Mr McEwan, from Stirling, joined the Marines at 17 and served for 13 years, including in Northern Ireland, Kuwait, Zimbabwe and Zambia. He loved his time in the forces and says he had no problems with alcohol while he was serving, but would drink heavily when he was on leave.

“It was work hard, play hard. I wouldn’t say there was an emphasis on the drinking culture, but when we did have time off that was the normal thing to do,” he says. “Every time you go away, whether it be for a six-month tour or a shorter tour, you’re not drinking – so when you do come back you’ve missed it. Some people it grips, some people it doesn’t.”

His real trouble with alcohol began after he left the Marines at the age of 31. “I was a lost soul,” he says. “I was basically institutionalised in that way of life from the age of 17. I didn’t know how to sign on, didn’t know how to go about getting a flat, didn’t know anything. For three years I was walking the streets just getting drunk, trying to escape what I’d put myself into. I didn’t wake up one morning and want to become an alcoholic – it just happened.”

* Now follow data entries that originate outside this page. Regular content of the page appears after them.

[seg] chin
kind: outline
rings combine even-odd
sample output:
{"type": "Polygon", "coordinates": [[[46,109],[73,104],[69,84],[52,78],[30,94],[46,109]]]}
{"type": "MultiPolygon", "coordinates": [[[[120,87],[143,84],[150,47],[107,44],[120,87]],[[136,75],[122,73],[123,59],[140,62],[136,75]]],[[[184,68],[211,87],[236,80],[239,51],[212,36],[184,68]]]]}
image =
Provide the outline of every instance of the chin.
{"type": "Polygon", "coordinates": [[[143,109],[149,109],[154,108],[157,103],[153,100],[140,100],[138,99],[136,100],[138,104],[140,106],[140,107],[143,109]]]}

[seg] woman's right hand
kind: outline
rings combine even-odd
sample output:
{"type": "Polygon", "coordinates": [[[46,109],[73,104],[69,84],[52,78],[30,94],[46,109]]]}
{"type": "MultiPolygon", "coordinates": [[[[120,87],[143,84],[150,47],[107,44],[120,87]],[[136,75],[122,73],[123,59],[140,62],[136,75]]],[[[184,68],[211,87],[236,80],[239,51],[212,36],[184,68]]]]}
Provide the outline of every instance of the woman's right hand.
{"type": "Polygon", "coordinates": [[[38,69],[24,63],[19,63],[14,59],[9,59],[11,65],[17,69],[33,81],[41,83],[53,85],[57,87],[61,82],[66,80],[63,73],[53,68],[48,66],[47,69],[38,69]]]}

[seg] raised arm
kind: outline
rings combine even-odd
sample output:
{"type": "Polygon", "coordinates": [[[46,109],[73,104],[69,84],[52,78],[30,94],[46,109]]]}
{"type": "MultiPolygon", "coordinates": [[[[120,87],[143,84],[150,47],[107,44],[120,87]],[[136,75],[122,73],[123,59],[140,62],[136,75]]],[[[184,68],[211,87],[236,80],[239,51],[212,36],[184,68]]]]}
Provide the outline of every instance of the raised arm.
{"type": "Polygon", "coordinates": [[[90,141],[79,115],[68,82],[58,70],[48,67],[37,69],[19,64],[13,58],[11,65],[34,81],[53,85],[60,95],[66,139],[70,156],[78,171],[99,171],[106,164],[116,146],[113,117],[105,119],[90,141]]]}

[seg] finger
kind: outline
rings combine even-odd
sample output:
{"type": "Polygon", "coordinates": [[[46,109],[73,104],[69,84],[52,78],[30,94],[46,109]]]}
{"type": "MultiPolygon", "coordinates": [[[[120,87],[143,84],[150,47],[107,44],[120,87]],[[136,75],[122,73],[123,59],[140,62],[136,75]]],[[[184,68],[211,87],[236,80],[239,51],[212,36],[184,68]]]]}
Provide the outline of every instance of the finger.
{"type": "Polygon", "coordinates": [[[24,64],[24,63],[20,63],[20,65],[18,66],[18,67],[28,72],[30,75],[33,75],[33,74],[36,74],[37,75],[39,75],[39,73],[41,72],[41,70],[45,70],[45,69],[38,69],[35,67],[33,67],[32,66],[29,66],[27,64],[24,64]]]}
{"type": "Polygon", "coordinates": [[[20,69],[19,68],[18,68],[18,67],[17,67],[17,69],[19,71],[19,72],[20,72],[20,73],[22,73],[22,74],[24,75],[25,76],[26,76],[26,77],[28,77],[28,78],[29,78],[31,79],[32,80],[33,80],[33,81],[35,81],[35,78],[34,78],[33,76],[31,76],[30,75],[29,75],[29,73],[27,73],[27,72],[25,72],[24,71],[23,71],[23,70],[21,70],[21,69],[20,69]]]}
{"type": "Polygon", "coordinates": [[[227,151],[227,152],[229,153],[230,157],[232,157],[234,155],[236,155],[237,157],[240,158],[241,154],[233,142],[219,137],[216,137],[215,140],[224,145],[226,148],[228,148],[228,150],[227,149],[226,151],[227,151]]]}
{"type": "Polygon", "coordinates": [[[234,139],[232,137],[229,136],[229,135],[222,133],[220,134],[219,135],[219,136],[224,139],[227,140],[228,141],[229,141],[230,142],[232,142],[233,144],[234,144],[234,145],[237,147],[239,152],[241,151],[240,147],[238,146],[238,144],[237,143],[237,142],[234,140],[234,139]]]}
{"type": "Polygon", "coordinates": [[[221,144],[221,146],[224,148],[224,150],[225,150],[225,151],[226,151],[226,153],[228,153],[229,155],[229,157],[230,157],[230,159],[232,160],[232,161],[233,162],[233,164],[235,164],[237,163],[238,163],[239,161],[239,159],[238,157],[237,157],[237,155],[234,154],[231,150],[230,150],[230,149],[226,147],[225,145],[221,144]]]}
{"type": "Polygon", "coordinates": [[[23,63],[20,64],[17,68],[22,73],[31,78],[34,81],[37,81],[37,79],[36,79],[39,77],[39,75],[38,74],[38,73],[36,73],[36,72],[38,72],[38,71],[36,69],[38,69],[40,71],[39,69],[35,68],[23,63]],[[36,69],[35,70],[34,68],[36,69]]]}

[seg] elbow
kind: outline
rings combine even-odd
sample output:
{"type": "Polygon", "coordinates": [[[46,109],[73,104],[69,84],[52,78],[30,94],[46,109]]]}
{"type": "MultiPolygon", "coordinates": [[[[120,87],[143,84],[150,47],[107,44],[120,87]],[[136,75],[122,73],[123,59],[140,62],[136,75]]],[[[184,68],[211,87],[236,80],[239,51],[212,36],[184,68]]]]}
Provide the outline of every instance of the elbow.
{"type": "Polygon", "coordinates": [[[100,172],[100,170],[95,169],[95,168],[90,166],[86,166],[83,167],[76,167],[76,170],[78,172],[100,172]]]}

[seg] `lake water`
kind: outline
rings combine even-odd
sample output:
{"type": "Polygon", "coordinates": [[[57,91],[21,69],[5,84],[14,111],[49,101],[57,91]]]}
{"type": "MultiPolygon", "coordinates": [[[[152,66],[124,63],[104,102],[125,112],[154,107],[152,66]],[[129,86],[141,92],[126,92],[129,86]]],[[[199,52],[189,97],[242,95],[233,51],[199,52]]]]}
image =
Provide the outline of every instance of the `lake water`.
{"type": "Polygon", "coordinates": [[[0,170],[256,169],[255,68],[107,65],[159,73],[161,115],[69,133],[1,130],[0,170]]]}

As his life became increasingly chaotic, he gradually lost all his belongings and frequently ended up in hospital, which is where Mr Rogers found him. With the help of Veterans Aid, he has now been through rehab and is staying at a “move on” house in Catford, south London. “I owe Veterans Aid my life, I really do. It’s been a miracle,” he says.

Around a third of the ex-servicemen and women who arrive at the charity – one of two being supported by The Independent’s charity appeal for homeless veterans – have a problem with drugs, alcohol or gambling. According to Mr Rogers, who has been at Veterans Aid for six years, addiction of some kind is often what drives them on to the streets.

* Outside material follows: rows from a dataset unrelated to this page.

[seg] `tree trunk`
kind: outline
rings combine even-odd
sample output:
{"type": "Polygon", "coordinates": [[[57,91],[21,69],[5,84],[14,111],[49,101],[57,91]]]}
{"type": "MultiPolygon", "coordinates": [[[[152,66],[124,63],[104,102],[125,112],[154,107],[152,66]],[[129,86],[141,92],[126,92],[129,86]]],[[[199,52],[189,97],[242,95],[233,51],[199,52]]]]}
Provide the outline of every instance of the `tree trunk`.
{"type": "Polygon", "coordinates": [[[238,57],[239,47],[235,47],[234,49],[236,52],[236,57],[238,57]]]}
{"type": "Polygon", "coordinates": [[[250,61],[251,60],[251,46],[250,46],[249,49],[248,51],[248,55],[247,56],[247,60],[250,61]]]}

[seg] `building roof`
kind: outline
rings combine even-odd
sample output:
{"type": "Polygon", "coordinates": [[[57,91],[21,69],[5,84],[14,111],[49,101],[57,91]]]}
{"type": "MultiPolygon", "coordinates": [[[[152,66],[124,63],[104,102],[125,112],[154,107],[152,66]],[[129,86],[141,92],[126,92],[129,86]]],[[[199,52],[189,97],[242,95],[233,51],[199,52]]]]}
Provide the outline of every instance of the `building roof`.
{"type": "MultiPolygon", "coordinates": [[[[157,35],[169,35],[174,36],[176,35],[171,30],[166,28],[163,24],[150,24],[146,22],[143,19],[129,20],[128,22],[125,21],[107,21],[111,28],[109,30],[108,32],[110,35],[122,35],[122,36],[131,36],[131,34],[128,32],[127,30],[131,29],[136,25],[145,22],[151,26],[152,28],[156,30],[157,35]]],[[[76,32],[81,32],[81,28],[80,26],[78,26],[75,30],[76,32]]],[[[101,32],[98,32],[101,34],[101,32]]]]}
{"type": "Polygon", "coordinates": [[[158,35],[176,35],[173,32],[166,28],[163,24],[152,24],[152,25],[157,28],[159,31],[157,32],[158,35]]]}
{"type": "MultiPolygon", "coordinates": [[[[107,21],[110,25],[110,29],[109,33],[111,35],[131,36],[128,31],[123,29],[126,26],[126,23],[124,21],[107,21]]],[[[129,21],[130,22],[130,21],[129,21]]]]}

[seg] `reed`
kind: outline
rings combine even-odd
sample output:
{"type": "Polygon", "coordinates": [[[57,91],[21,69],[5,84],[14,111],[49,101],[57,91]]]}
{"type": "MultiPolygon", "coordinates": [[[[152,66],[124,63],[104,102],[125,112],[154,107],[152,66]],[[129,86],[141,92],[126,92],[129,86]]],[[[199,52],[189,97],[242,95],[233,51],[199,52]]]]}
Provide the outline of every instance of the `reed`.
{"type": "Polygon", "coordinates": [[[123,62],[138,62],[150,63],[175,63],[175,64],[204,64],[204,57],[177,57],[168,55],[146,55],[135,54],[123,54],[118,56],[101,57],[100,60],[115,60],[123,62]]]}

The Centre for Military Health Research at King’s College London has found that the rate of alcohol misuse among serving and former members of the military is 13 per cent, compared with 6 to 8 per cent nationwide.

However, recent analysis by the Royal British Legion has suggested that only small percentages of veterans have problems with drugs or alcohol, and Mr Rogers thinks serving in the armed forces does not make someone more susceptible to addiction.

“These issues are really complicated,” he says. “The reasons some ex-service personnel drink and use drugs are the same as why people in the general public drink and use drugs. There isn’t a straightforward answer.”

Another Veterans Aid client is Daz Mallard, 40, who was born in Berlin to a military family. He joined the Royal Corps of Signals at 17 and served for three years.

When he left the Army he worked as a postman and bus driver, but over the years his life began to unravel because of alcoholism and drug addiction – problems which he says had nothing to do with his military service.

In September 2013, he was in London, “homeless, hungry and depressed”, when a police officer gave him a list of military charities to call. The first few he tried “couldn’t care less”, but when he arrived at Veterans Aid they bought him lunch and put him up in a hotel. He spent five months in rehab and now has his own flat in Tooting, south London.

“The staff were very friendly when I got here,” he says. “To walk in here on that morning, to come from some filthy crack house with diarrhoea and vomit and blood all over the carpet, and for someone to just say, ‘Sit down in a nice chair and have a cup of tea’ – I can’t explain what it does.”

When he first made contact with Veterans Aid, he says he didn’t even know what alcoholism was. “It comes as a bit of a shock to find out you’re the problem, and that didn’t come to me on day one,” he adds. While he is pleased with the progress he has made in the past year, he says he realises his recovery isn’t over – something the charity also understands.

“The road back… is not easy; indeed, relapse is often part of the process,” says Dr Hugh Milroy, head of Veterans Aid. “It takes courage to ask for help once. For those who fail and need to come back it is even harder, but our door is always open and I’m particularly proud of those who refuse to give up.”